It is reported that some micro-RNAs (miR) can break down immune tolerance [12]. MiRs are short (18–22 nucleotides in length) non-coding RNA chain. They function to silence RNA and regulate gene expression post-transcriptionally [13]. Recent reports indicate that miR-98 can suppress the IL-10 expression in B cells; such as Exposure B10 cells to IL-13 in the culture or over expression of miR-98 reduced the expression of IL-10 in B cells [14]; miR-98 inhibits IL-10 production and endotoxin tolerance in macrophages [15]. Whether miR-98 inhibits B10 cells in patients after heart transplantation has not been investigated. Under certain circumstance, B cells are capable of regulating the immune response to allograft transplantation [16]. Based on the above information, we hypothesize that the surgery-induced psychological stress increases cortisol release, which increases miR-98 expression in peripheral B cells to inhibit the development of B10 cells of patients after heart transplantation. In this study, we observed that less B10 cells and high levels of cortisol in the peripheral blood of patients after heart transplantation. Exposure to cortisol in the culture increased the expression of miR-98 in B cells, which inhibited the expression of IL-10 in B cells. Administration with anti-miR-98 liposomes significantly extended the allograft heart survival in mice.
RESULTS
Peripheral B10 cells are decreased in patients after heart transplantation
We collected the peripheral blood samples from patients a week before and a week after heart transplantation. Peripheral blood mononuclear cells (PBMC) were prepared and analyzed by flow cytometry. The results showed that the frequency of B10 cells in the patients was not different from the healthy control subjects, but significantly less after heart transplantation (Figure 1).

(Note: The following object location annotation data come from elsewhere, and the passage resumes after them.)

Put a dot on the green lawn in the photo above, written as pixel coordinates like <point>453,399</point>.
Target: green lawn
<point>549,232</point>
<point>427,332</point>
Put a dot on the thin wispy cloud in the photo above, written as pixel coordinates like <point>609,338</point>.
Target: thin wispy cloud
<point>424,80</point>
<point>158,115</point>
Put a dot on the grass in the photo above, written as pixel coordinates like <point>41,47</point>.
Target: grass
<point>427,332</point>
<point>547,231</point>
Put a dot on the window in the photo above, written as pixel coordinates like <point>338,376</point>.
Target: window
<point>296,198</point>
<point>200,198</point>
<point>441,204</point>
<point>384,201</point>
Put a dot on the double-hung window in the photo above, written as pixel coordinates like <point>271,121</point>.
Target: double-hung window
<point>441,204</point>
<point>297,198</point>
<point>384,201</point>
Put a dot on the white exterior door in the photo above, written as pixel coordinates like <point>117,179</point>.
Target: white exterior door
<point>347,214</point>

Figure 1. Assessment of peripheral B10 cells.
(A–C) the gated dot plots show the frequency of B10 cells in peripheral blood mononuclear cells of healthy subjects and patients one week before and one week after heart transplantation. (D) the isotype IgG staining results; used as a negative control. (E) the scatter dot plots show the data of A–C. The data were from 20 healthy subjects and 20 patients. Samples from individual patients were processed and analyzed separately. Data of bars are presented as mean ± SD. *p < 0.01, compared with the healthy subjects.

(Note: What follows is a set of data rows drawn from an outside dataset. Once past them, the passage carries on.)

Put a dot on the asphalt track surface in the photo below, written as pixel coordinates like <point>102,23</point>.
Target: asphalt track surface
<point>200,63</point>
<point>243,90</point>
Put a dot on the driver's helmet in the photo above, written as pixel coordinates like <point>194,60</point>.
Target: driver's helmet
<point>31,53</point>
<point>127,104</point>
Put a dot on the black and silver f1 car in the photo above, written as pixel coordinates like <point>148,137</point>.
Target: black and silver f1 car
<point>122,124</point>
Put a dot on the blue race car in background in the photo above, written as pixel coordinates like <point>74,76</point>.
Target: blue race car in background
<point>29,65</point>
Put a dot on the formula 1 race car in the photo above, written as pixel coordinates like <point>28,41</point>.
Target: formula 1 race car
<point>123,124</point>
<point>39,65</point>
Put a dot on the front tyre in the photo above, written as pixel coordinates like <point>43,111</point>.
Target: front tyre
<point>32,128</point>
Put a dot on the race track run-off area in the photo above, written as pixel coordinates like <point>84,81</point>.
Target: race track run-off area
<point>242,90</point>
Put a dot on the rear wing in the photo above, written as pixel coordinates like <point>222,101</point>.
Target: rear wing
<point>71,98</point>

Urinary cortisol levels are negatively correlated with IL-10 levels in peripheral B cells
Since heart transplantation surgery is a kind of psychological stress on the body, we also assessed the levels of cortisol, noradrenaline and adrenaline in the urine of the patients. No significant difference was found in the levels of noradrenaline and adrenaline between patients and healthy subjects before surgery. However, the cortisol levels in the urine were higher in patients than that in healthy persons, which was further increased on the next day of surgery. It maintained at high levels for 3 days and then gradually declined and reached the control levels on day 8 after surgery (Figure 2A). We also assessed the serum levels of cortisol. The results showed that the levels of serum cortisol were also higher in patients than that in healthy persons, which was further increased in patients after surgery (on the 3rd day. Figure 2B). The urinary levels of noradrenaline (Figure 2C) and adrenaline (Figure 2D) in patients were slightly enhanced after surgery, but not reached the significant criterion. A correlation assay was performed with the data of the frequency of peripheral B10 cells and the serum cortisol. The results showed a negative correlation (r = −0.9225, p < 0.0001) between B10 cell frequency and the urinary cortisol levels. The results suggest that the enhancement of serum cortisol might be associated with the reduction of the frequency of peripheral B10 cells.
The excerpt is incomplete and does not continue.